源泉徴収。サラリーマンが「確実に」所得税を取られる仕組み。これ、ナチスドイツから始まったって、知ってました?

税金についてそんな豆知識の詰まった、この本を友人に薦めてもらって読みました。面白かった。いままで何となく払っていた税金について、いろいろと考え直すことができます。

どういう本か

タイトルこそ「脱税」となっていますが、税金を軸に国家の盛衰や歴史を見ていく本です。ふつう、モンゴル帝国がなぜ滅亡したか、とかそんなに興味ないよね…。でも「ローマ帝国もモンゴル帝国も、税金が理由で崩壊した」とか聞くと「えっ!?なになに?」とか思っちゃいます。話の展開が非常に面白い。しかも分かりやすい。お金がないから、税金を集めるのにこういう工夫をして、時が経つにつれその工夫がゆがんじゃって...なんて話がならんでいます。あー、そりゃモンゴル帝国も崩壊するわ。なんて納得できる。

歴史を納得して理解するって、なかなかないですよね。普通「こういうことが起きました。」「はぁ、そうですか。」で終わりですから。歴史好き以外にとっては。

何を得たか

この本を読んで得られる最たるもの。それは「国もたいしたことねーな」という視点。政治とか、国とか、普段はあって当然だと思ってる。だけどこの本により、「国だからって特別なわけじゃない。会社と似たようなもんだな」と思えるのです。いつの昔も、どこの国も、「お金がいるけどどうやって儲けようか」って考えてるわけです。そう分かると、妙に身近で理解できるものに感じることができる。財務大臣って、自分でお店をやってる親戚のおじさん、ぐらいの感じ。そりゃ言い過ぎか。

国ならではの大事なこと

ただ、お店の主と国が違うのは、”公平に”お金を取らなきゃいけない ということ。お店なら、定価を決めりゃいいわけですが、国はそれじゃダメ。税金を取るという意味では、庶民からうすく広~く一律に取るのが楽なのですが、それアカンやつです。国が存続していくには、お金持ちからは多く、そうでない方からはそれなりに、税を取るようにしないといけない。そのバランスを崩した国は崩壊していく、ということがこの本でよくわかります。

とはいえ国でも難しいこと

じゃそーゆーふうにすればいいじゃない。お金持ちから沢山税金取るようにルール決めたら済む話でしょ。国なんだからさ。
だがしかし!一筋縄ではいかない。そりゃもう様々な抜け穴を用意する奴がいる。国全体として法人税を低くし、企業の本社を誘致するタックスヘイブン国とか。給与所得として受け取ると税率高いけど、配当として受け取れば税率低いとか。いやー面白いですね。いたちごっこというか、蛇の道は蛇というか。
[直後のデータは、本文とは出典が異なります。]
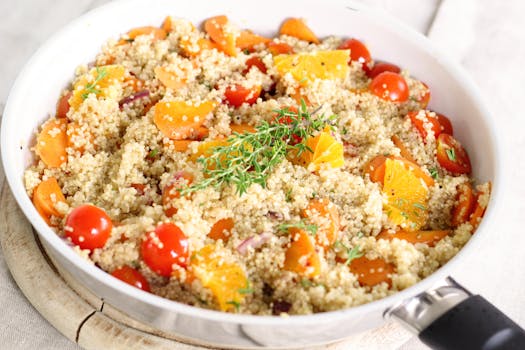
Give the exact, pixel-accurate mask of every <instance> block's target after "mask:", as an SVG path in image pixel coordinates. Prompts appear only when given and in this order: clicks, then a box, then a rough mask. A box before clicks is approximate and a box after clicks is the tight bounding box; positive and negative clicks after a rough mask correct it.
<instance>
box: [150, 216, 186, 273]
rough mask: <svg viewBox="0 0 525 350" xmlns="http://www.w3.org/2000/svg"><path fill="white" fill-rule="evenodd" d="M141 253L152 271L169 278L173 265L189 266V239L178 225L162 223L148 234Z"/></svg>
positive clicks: (172, 270) (167, 223)
mask: <svg viewBox="0 0 525 350" xmlns="http://www.w3.org/2000/svg"><path fill="white" fill-rule="evenodd" d="M140 252H141V254H142V259H144V262H145V263H146V265H148V266H149V268H150V269H151V270H152V271H154V272H155V273H157V274H159V275H161V276H164V277H169V276H171V272H172V271H173V264H177V265H179V266H181V267H186V266H187V264H188V256H189V247H188V239H187V238H186V236H185V235H184V232H182V230H181V229H180V228H179V227H178V226H177V225H175V224H173V223H171V222H167V223H161V224H160V225H158V226H157V227H156V228H155V231H153V232H148V233H147V234H146V238H145V239H144V241H143V242H142V245H141V249H140Z"/></svg>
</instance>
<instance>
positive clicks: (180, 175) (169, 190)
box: [162, 171, 193, 217]
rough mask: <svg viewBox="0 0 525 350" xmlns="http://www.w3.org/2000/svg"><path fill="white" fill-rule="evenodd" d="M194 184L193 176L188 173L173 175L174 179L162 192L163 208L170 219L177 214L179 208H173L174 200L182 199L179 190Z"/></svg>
mask: <svg viewBox="0 0 525 350" xmlns="http://www.w3.org/2000/svg"><path fill="white" fill-rule="evenodd" d="M192 182H193V175H192V174H190V173H188V172H187V171H178V172H176V173H175V174H173V177H172V179H171V180H170V181H169V182H168V184H167V185H166V187H164V190H163V191H162V206H163V207H164V213H165V214H166V216H168V217H172V216H173V215H175V214H177V210H178V209H177V208H175V207H173V203H172V200H173V199H176V198H180V192H179V190H180V189H182V188H184V187H186V186H189V185H190V184H191V183H192Z"/></svg>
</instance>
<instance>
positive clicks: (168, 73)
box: [155, 67, 186, 90]
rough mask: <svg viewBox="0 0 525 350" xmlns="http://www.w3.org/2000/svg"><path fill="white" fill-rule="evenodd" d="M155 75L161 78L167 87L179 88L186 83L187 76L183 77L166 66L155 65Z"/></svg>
mask: <svg viewBox="0 0 525 350" xmlns="http://www.w3.org/2000/svg"><path fill="white" fill-rule="evenodd" d="M155 77H156V78H157V79H159V80H160V82H161V83H162V85H164V86H165V87H167V88H169V89H172V90H177V89H180V88H181V87H183V86H184V85H186V77H183V76H182V77H181V76H179V75H178V74H177V73H175V72H173V71H169V70H167V69H166V68H165V67H155Z"/></svg>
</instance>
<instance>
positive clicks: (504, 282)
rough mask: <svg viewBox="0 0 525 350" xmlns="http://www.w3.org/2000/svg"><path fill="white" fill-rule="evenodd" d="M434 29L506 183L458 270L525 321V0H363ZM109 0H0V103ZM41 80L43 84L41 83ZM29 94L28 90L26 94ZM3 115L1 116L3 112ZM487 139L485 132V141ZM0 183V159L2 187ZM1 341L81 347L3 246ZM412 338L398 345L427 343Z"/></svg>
mask: <svg viewBox="0 0 525 350" xmlns="http://www.w3.org/2000/svg"><path fill="white" fill-rule="evenodd" d="M360 1H361V2H363V3H367V4H370V5H371V6H377V7H378V9H379V10H386V11H388V12H390V13H392V14H393V15H394V16H396V17H398V18H400V19H401V20H403V21H405V22H407V23H408V24H410V25H411V26H412V27H414V28H415V29H416V30H418V31H421V32H423V33H425V34H427V35H428V36H429V38H430V39H431V40H433V41H434V42H435V43H436V44H437V45H439V46H440V47H441V48H442V49H443V50H445V51H446V52H447V53H448V54H449V55H450V56H451V57H453V58H454V59H456V60H457V61H459V62H460V63H461V64H462V65H463V66H464V68H465V69H466V70H467V71H468V72H469V73H470V75H471V76H472V77H473V78H474V80H475V82H476V83H477V84H478V86H479V87H480V90H481V92H482V95H483V96H484V98H485V100H486V102H487V105H488V107H489V109H490V111H491V112H492V114H493V115H494V117H495V118H496V119H497V121H498V125H499V127H500V128H501V131H502V133H501V134H502V135H504V138H503V139H502V148H503V157H504V159H503V165H504V167H505V173H506V178H505V180H506V181H505V183H504V185H505V187H506V188H505V190H504V198H503V210H502V214H503V215H502V216H501V223H500V229H499V232H496V233H494V234H493V235H492V236H491V237H490V238H489V239H490V240H491V242H487V243H488V244H485V245H484V246H483V248H482V249H480V250H479V251H478V252H477V253H476V254H472V255H471V256H469V257H468V258H467V259H465V261H464V263H463V266H465V268H464V269H462V270H461V271H459V272H458V273H457V275H456V276H454V277H455V278H456V279H457V280H458V281H459V282H461V283H462V284H464V285H467V286H468V287H469V289H471V290H472V291H474V292H476V293H480V294H482V295H483V296H485V297H486V298H487V299H488V300H490V301H491V302H493V303H494V304H495V305H496V306H497V307H499V308H500V309H501V310H503V311H504V312H505V313H507V314H508V315H509V316H510V317H511V318H513V319H514V320H516V321H517V322H518V323H519V324H520V325H521V326H522V327H525V293H524V287H525V232H524V230H523V229H522V227H523V226H524V224H525V219H524V218H525V200H524V199H525V152H524V150H525V113H523V111H521V102H522V100H523V99H524V98H525V83H524V82H525V69H523V62H525V29H523V28H524V27H523V23H522V22H523V18H524V16H525V2H524V1H521V0H507V1H498V0H479V1H476V0H457V1H453V0H425V1H421V0H398V1H394V0H360ZM105 2H107V0H76V1H67V0H54V1H52V0H40V1H36V0H18V1H15V0H4V1H2V2H0V57H1V58H2V65H1V66H0V77H1V79H2V80H1V82H0V111H3V108H4V105H5V102H6V100H7V95H8V93H9V89H10V88H11V86H12V84H13V82H14V79H15V78H16V75H17V74H18V72H19V71H20V69H21V68H22V66H23V64H24V63H25V62H26V61H27V60H28V59H29V57H30V56H31V54H32V53H33V52H34V51H35V50H36V49H37V48H38V46H39V45H40V44H41V43H42V42H43V41H45V40H46V39H47V38H48V37H49V36H50V35H51V34H53V33H54V32H56V31H57V30H58V29H59V28H61V27H62V26H64V25H65V24H67V23H68V22H69V21H71V20H72V19H74V18H75V17H77V16H79V15H80V14H82V13H84V12H86V11H88V10H90V9H92V8H94V7H97V6H99V5H101V4H103V3H105ZM43 88H45V86H43ZM28 103H30V98H29V99H28ZM0 120H1V118H0ZM480 142H483V140H480ZM3 182H4V174H3V169H2V165H1V164H0V188H2V185H3ZM0 308H1V309H2V312H1V313H0V344H2V345H0V347H1V348H9V349H11V348H13V349H77V348H78V346H77V345H76V344H73V343H72V342H70V341H69V340H67V339H66V338H64V337H63V336H62V335H61V334H60V333H59V332H58V331H56V330H55V329H54V328H53V327H52V326H51V325H49V324H48V323H47V322H46V320H45V319H43V318H42V317H41V316H40V315H39V314H38V312H37V311H36V310H35V309H33V308H32V306H31V305H30V304H29V303H28V302H27V300H26V299H25V298H24V296H23V295H22V294H21V292H20V291H19V290H18V288H17V287H16V284H15V283H14V281H13V279H12V278H11V276H10V274H9V272H8V269H7V267H6V265H5V262H4V260H3V258H2V252H1V251H0ZM424 348H425V347H424V346H423V345H422V344H421V343H420V342H419V341H418V340H417V338H413V339H412V340H410V341H409V342H408V343H406V344H405V345H403V346H402V347H401V348H400V349H403V350H408V349H424Z"/></svg>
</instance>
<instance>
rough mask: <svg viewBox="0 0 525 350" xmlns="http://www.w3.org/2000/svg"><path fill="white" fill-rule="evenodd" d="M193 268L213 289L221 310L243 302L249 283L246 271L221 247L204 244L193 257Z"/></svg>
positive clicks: (216, 299) (195, 275)
mask: <svg viewBox="0 0 525 350" xmlns="http://www.w3.org/2000/svg"><path fill="white" fill-rule="evenodd" d="M191 268H192V271H193V274H194V275H195V277H197V278H198V279H199V280H200V281H201V283H202V285H203V286H204V287H205V288H208V289H209V290H210V291H211V293H212V294H213V296H214V297H215V299H216V300H217V304H218V306H219V309H220V310H222V311H229V310H232V309H234V308H235V306H236V305H239V304H240V303H242V302H243V300H244V298H245V294H244V293H242V290H243V289H244V288H246V286H247V285H248V278H247V277H246V273H245V272H244V270H243V268H242V267H241V265H240V264H239V263H238V262H236V261H234V260H232V259H231V258H230V257H229V256H228V254H227V253H226V252H225V251H222V250H221V249H220V248H219V247H217V246H215V245H207V246H204V248H202V249H201V250H199V251H198V252H197V253H196V254H195V255H194V256H193V257H192V259H191Z"/></svg>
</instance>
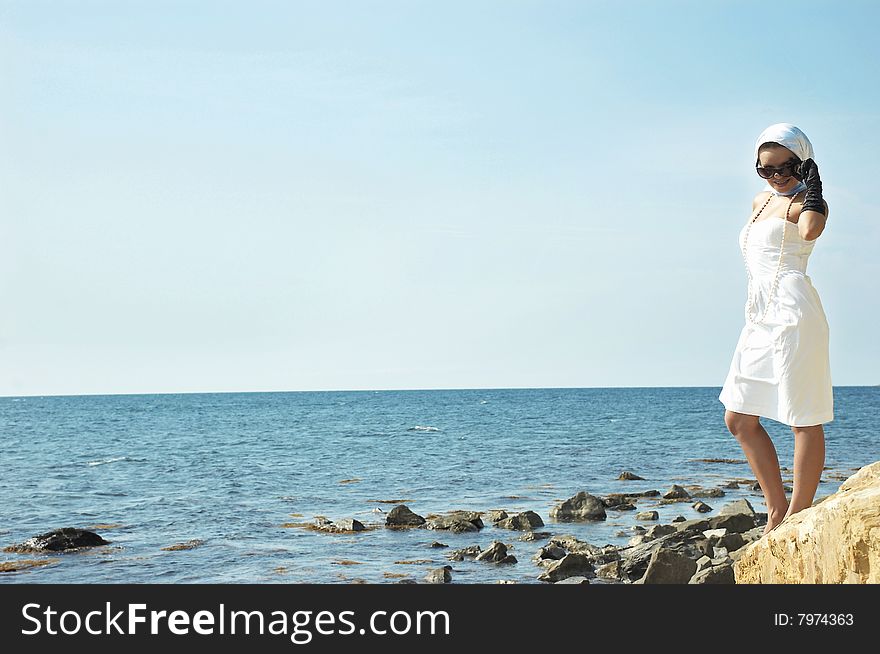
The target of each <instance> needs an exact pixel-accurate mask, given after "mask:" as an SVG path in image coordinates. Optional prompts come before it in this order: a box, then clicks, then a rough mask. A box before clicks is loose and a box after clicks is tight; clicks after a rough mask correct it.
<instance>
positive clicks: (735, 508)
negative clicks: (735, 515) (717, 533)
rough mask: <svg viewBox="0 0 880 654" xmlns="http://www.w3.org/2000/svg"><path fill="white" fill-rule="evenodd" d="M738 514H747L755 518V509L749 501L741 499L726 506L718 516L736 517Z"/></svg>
mask: <svg viewBox="0 0 880 654" xmlns="http://www.w3.org/2000/svg"><path fill="white" fill-rule="evenodd" d="M737 513H745V514H748V515H752V516H753V515H755V509H754V507H753V506H752V505H751V503H750V502H749V501H748V500H747V499H741V500H736V501H734V502H729V503H728V504H725V505H724V506H722V507H721V509H720V510H719V511H718V515H735V514H737Z"/></svg>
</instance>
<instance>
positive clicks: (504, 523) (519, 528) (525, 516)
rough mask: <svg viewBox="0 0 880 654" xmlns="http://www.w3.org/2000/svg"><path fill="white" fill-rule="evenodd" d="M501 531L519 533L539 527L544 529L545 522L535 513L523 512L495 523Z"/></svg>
mask: <svg viewBox="0 0 880 654" xmlns="http://www.w3.org/2000/svg"><path fill="white" fill-rule="evenodd" d="M495 526H496V527H498V528H500V529H517V530H519V531H532V530H534V529H535V528H537V527H543V526H544V521H543V520H541V516H539V515H538V514H537V513H535V512H534V511H523V512H522V513H517V514H516V515H512V516H510V517H506V518H503V519H501V520H499V521H498V522H496V523H495Z"/></svg>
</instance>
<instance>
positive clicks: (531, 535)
mask: <svg viewBox="0 0 880 654" xmlns="http://www.w3.org/2000/svg"><path fill="white" fill-rule="evenodd" d="M546 538H550V532H549V531H527V532H526V533H524V534H523V535H522V536H520V537H519V540H521V541H526V542H529V541H534V540H544V539H546Z"/></svg>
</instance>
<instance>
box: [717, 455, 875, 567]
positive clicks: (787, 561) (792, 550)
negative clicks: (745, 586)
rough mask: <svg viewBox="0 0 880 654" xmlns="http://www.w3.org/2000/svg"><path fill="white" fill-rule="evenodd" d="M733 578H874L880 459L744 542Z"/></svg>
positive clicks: (736, 566)
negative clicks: (808, 506) (825, 495)
mask: <svg viewBox="0 0 880 654" xmlns="http://www.w3.org/2000/svg"><path fill="white" fill-rule="evenodd" d="M734 574H735V577H736V583H738V584H864V583H868V584H876V583H880V461H877V462H876V463H872V464H871V465H868V466H865V467H864V468H862V469H861V470H859V471H858V472H857V473H856V474H854V475H853V476H852V477H850V478H849V479H847V480H846V481H845V482H843V483H842V484H841V485H840V488H839V490H838V491H837V492H836V493H834V494H833V495H829V496H827V497H825V498H823V499H821V500H818V501H817V502H815V503H814V504H813V506H812V507H810V508H809V509H804V510H802V511H798V512H797V513H795V514H794V515H791V516H789V517H788V518H786V519H785V520H783V521H782V523H781V524H780V525H779V526H778V527H776V528H775V529H773V530H772V531H771V532H770V533H769V534H767V535H766V536H765V537H764V538H761V539H760V540H758V541H756V542H755V543H752V544H751V545H749V546H748V547H747V548H745V550H744V552H743V554H742V555H741V556H740V558H739V559H738V560H737V562H736V564H735V565H734Z"/></svg>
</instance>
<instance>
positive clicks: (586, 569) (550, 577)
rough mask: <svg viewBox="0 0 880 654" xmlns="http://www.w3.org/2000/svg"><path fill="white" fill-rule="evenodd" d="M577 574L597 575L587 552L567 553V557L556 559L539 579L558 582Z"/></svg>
mask: <svg viewBox="0 0 880 654" xmlns="http://www.w3.org/2000/svg"><path fill="white" fill-rule="evenodd" d="M576 576H593V577H595V576H596V574H595V570H594V568H593V564H592V563H591V562H590V560H589V558H588V557H587V556H586V555H585V554H577V553H572V554H566V555H565V557H563V558H562V559H560V560H559V561H556V562H555V563H553V564H552V565H551V566H550V567H549V568H547V570H546V571H545V572H543V573H541V574H540V575H539V576H538V580H539V581H549V582H551V583H556V582H557V581H562V580H563V579H567V578H568V577H576Z"/></svg>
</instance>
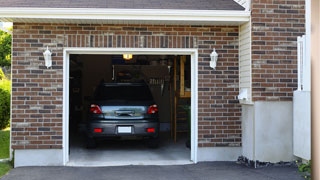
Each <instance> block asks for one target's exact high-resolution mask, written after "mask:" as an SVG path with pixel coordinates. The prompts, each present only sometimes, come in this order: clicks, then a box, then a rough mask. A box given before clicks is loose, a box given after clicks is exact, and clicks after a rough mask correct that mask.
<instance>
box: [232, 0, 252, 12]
mask: <svg viewBox="0 0 320 180" xmlns="http://www.w3.org/2000/svg"><path fill="white" fill-rule="evenodd" d="M233 1H235V2H236V3H238V4H240V5H241V6H242V7H244V8H245V10H246V11H250V8H251V7H250V6H251V0H233Z"/></svg>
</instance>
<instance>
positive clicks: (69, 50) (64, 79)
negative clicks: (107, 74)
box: [63, 48, 198, 165]
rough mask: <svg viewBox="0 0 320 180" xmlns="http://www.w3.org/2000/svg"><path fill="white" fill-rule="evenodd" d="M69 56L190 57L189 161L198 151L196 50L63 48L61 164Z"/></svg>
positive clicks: (149, 48)
mask: <svg viewBox="0 0 320 180" xmlns="http://www.w3.org/2000/svg"><path fill="white" fill-rule="evenodd" d="M71 54H92V55H93V54H99V55H114V54H133V55H190V56H191V157H190V159H191V161H193V162H194V163H197V151H198V49H194V48H192V49H176V48H161V49H160V48H64V52H63V164H64V165H66V164H67V163H68V161H69V68H70V65H69V60H70V59H69V58H70V55H71Z"/></svg>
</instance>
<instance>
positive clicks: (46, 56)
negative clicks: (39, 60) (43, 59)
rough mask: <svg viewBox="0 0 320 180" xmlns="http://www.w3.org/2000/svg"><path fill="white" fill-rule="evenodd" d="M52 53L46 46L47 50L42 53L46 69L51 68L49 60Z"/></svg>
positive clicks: (51, 62) (50, 65)
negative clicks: (50, 51)
mask: <svg viewBox="0 0 320 180" xmlns="http://www.w3.org/2000/svg"><path fill="white" fill-rule="evenodd" d="M51 55H52V53H51V52H50V50H49V48H48V46H47V50H46V51H45V52H44V53H43V56H44V60H45V65H46V66H47V68H49V67H51V66H52V58H51Z"/></svg>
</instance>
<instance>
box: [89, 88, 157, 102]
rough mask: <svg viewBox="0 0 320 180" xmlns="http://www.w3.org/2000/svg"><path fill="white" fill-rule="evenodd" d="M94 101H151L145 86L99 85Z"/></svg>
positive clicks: (151, 97)
mask: <svg viewBox="0 0 320 180" xmlns="http://www.w3.org/2000/svg"><path fill="white" fill-rule="evenodd" d="M94 99H95V100H152V99H153V98H152V95H151V92H150V90H149V88H148V87H147V86H143V85H118V86H117V85H101V86H99V87H98V88H97V90H96V92H95V98H94Z"/></svg>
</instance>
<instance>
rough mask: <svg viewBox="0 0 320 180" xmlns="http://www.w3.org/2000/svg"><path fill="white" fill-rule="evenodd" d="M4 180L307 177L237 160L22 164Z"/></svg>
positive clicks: (297, 172) (255, 178) (224, 179)
mask: <svg viewBox="0 0 320 180" xmlns="http://www.w3.org/2000/svg"><path fill="white" fill-rule="evenodd" d="M2 179H3V180H21V179H23V180H42V179H45V180H57V179H61V180H75V179H76V180H82V179H84V180H87V179H90V180H100V179H101V180H151V179H152V180H162V179H163V180H165V179H170V180H181V179H183V180H202V179H203V180H215V179H217V180H267V179H268V180H275V179H279V180H303V178H302V177H301V176H300V175H299V174H298V172H297V168H295V167H288V166H286V167H283V166H282V167H281V166H280V167H279V166H271V167H266V168H260V169H253V168H249V167H246V166H244V165H239V164H236V163H235V162H210V163H198V164H196V165H176V166H121V167H90V168H88V167H22V168H16V169H13V170H12V171H10V173H9V174H8V175H6V176H4V177H3V178H2Z"/></svg>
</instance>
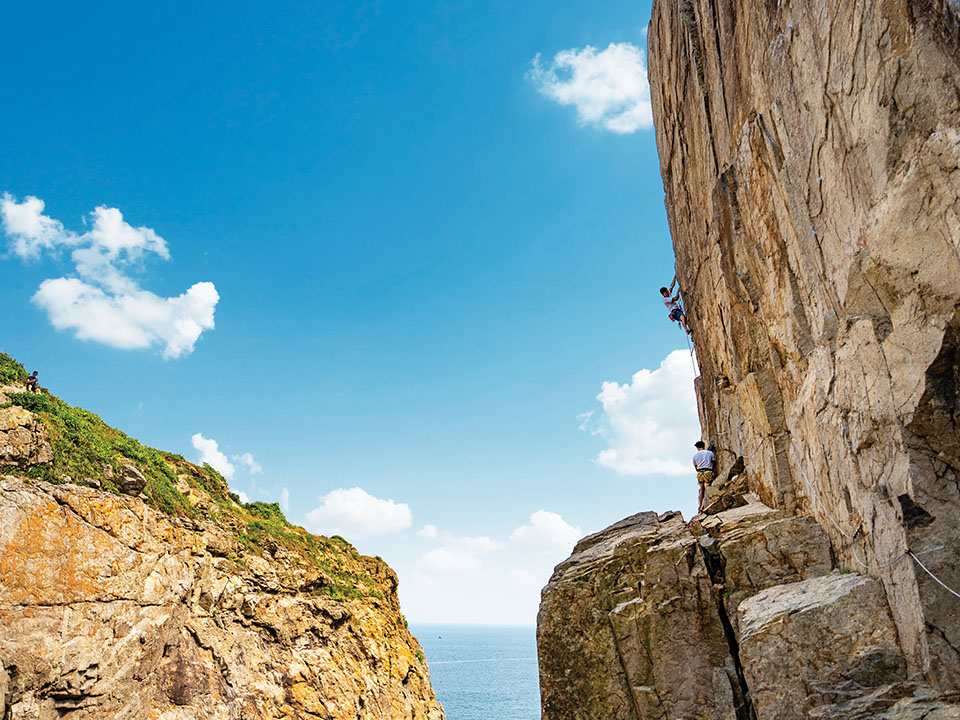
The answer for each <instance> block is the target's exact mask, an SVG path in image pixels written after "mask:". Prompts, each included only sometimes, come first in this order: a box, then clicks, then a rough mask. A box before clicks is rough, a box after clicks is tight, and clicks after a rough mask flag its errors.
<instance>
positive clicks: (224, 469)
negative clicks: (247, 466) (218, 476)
mask: <svg viewBox="0 0 960 720" xmlns="http://www.w3.org/2000/svg"><path fill="white" fill-rule="evenodd" d="M190 442H191V443H193V447H194V448H195V449H196V451H197V452H199V453H200V459H199V461H198V462H200V464H201V465H202V464H203V463H206V464H207V465H209V466H210V467H212V468H213V469H214V470H216V471H217V472H218V473H220V474H221V475H223V476H224V477H225V478H227V479H228V480H230V479H233V474H234V473H235V472H236V468H235V467H234V466H233V463H231V462H230V461H229V460H227V456H226V455H224V454H223V453H222V452H220V447H219V446H218V445H217V441H216V440H214V439H212V438H205V437H204V436H203V435H201V434H200V433H196V434H195V435H194V436H193V437H192V438H190ZM244 502H246V501H244Z"/></svg>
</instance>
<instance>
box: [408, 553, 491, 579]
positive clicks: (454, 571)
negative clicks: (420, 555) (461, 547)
mask: <svg viewBox="0 0 960 720" xmlns="http://www.w3.org/2000/svg"><path fill="white" fill-rule="evenodd" d="M420 565H421V566H422V567H423V568H424V569H425V570H427V571H428V572H430V573H433V574H436V575H440V576H442V577H445V576H449V575H458V576H461V577H480V576H481V575H483V566H482V565H481V563H480V560H478V559H477V558H475V557H473V556H472V555H470V554H468V553H465V552H459V553H458V552H454V551H453V550H450V549H449V548H445V547H441V548H434V549H433V550H431V551H429V552H427V553H424V555H423V557H422V558H421V559H420Z"/></svg>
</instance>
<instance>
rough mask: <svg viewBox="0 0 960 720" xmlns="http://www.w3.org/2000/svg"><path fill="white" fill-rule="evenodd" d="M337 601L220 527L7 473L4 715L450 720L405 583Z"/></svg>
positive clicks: (279, 557) (280, 564)
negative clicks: (409, 626) (410, 617)
mask: <svg viewBox="0 0 960 720" xmlns="http://www.w3.org/2000/svg"><path fill="white" fill-rule="evenodd" d="M366 561H369V565H370V568H369V570H370V572H371V573H372V574H373V575H372V576H373V578H374V580H375V582H376V586H377V587H376V589H377V591H378V592H377V593H371V594H370V595H369V596H367V597H366V598H363V599H355V600H342V601H338V600H334V599H331V598H330V597H324V596H320V595H319V594H317V593H315V592H314V591H313V589H315V588H316V587H317V586H318V585H319V584H320V583H321V582H322V579H323V578H322V570H320V569H318V568H317V567H315V566H311V565H309V564H306V563H304V562H303V561H302V559H301V558H300V557H299V556H296V555H294V554H292V553H288V552H286V551H285V550H284V549H283V548H280V547H278V548H276V549H275V551H274V552H273V557H270V556H269V555H268V556H265V557H262V556H260V555H258V554H255V553H250V552H246V551H245V550H244V548H243V547H242V546H241V545H240V543H239V542H238V540H237V538H236V536H235V535H234V534H232V533H231V532H229V531H227V530H225V529H223V528H221V527H219V526H218V525H216V524H214V523H212V522H209V521H193V520H188V519H183V518H176V517H172V516H169V515H166V514H164V513H161V512H158V511H156V510H153V509H151V508H149V507H147V506H146V505H145V504H144V503H143V502H142V501H141V500H140V499H137V498H133V497H124V496H121V495H115V494H111V493H105V492H100V491H98V490H95V489H92V488H88V487H80V486H77V485H72V484H65V485H49V484H46V483H39V482H36V483H35V482H31V481H29V480H22V479H17V478H12V477H0V579H2V581H0V717H3V718H5V720H54V719H58V718H66V719H68V720H94V719H97V720H103V719H105V718H116V719H117V720H120V719H129V720H145V719H148V718H149V719H151V720H188V719H189V720H194V719H199V718H204V719H207V718H220V719H222V720H251V719H253V718H325V719H331V720H332V719H337V720H347V719H348V718H349V719H350V720H354V719H358V718H362V719H364V720H387V719H391V720H393V719H395V718H405V719H406V718H409V719H411V720H426V719H427V718H430V719H431V720H442V718H443V710H442V708H441V707H440V705H439V704H438V703H437V702H436V700H435V699H434V696H433V692H432V689H431V687H430V680H429V676H428V672H427V666H426V663H425V662H424V658H423V654H422V652H420V648H419V645H418V644H417V641H416V640H415V639H414V638H413V637H412V636H411V635H410V633H409V632H408V631H407V629H406V624H405V622H404V621H403V618H402V616H401V615H400V613H399V605H398V603H397V598H396V577H395V575H394V574H393V572H392V571H391V570H390V569H389V568H388V567H387V566H386V565H384V564H383V563H382V562H379V561H375V560H373V559H369V558H368V559H366Z"/></svg>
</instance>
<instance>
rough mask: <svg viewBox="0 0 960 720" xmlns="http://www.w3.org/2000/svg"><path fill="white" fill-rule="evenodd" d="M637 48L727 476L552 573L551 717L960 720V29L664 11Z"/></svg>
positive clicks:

アイルランドのグループ会社その1→オランダのグループ会社→アイルランドのグループ会社その2 ってお金を流すと、合法的に節税できるとか。そんな面倒なことよく考えるね。他のことに頭使えよ、とか思っちゃいます。

そんな秀才たちのいたちごっこに加え、政治家の「選挙で票を取りたい」という思いが絡みますから、まあ理想通りに事は運ばない。

だけどやれないことじゃない。それでも上手くやってきたのが、歴史上の偉人(名君)たちなわけです。

いろいろ難しい条件はあるだろうけど、課税の本質はそんなに難しくない。ぼくら庶民はせめて、理想的な税制とはどういうものなのか、を理解しておいて、世の中を見ていきたいですね。

脱税する予定のない皆さんにも、おすすめの本です。